CogitoErgoSum
CogitoErgoSum

Reputation: 2907

NodeJS clarity around promises

Beginning my first significant NodeJS app and I am unsure if I am leveraging promises properly. In my case I am sending an AJAX request and then once it's done want to return something (In this case send back a specific status code and message to the browser). I'm doing additional validation in the then block but I'm not sure if I'm executing this right. Any insight would be appreciated.

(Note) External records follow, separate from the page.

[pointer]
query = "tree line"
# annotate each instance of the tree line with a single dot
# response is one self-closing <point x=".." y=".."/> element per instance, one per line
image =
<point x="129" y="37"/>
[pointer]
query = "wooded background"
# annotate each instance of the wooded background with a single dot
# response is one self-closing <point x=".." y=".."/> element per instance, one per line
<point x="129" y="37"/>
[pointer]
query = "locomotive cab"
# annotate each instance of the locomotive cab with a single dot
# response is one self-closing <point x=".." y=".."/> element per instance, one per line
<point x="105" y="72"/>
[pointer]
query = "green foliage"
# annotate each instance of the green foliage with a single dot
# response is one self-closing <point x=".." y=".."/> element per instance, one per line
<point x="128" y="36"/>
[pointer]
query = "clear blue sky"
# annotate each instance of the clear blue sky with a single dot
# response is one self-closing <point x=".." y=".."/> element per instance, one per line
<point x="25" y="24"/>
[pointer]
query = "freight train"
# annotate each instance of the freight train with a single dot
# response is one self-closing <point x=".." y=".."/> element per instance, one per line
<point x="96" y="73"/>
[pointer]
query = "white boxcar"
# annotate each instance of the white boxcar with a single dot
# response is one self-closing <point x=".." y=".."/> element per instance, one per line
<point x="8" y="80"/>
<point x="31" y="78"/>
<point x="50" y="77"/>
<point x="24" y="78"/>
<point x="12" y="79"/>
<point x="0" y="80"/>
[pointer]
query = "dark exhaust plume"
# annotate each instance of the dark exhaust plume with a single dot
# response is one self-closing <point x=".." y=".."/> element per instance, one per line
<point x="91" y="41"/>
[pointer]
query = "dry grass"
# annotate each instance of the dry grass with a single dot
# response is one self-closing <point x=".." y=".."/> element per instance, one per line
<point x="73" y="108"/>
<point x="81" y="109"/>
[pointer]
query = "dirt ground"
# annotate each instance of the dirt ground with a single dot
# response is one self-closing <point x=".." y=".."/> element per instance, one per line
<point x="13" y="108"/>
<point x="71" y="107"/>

var Promise = require("bluebird");
var request = Promise.promisify(require("request"));
Promise.promisifyAll(request);

...

request({
        url: 'https://my.url.com', //URL to hit
        method: 'POST',
        headers: {
            'Content-Type': 'MyContentType',
            'Custom-Header': 'Custom Value'
        },
        body: jsonStringVar //Set the body as a string
    }).then(function (resp) {
        if(resp.headers.status != "200") {
            throw (401)
        }
        console.log(resp);
        console.log(resp.headers.status);
        res.status(201);
        res.json({
            "status": "Success"
        });
    }).catch(function (err) {
        console.log(err)
        res.status(500);
        res.json({
            "status": "bam"
        });
    });

I feel like I'm incorrectly checking the resp.header.status in the chained function and throwing an error. Is there a better way to do custom validation and throw an error or would this be the accepted practice to error out a promise?

Upvotes: 0

Views: 51

Answers (1)

Bergi
Bergi

Reputation: 664195

Is throwing an error the accepted practice to error out a promise?

Yes, it is. Promises were designed to do that, it's quite equivalent to throwing exceptions in a synchronous function and catching them with a try statement. Of course you can also use if else for conditional validation tasks, but throwing is fine.

What you should not do is to throw the number 401, better always throw Error objects.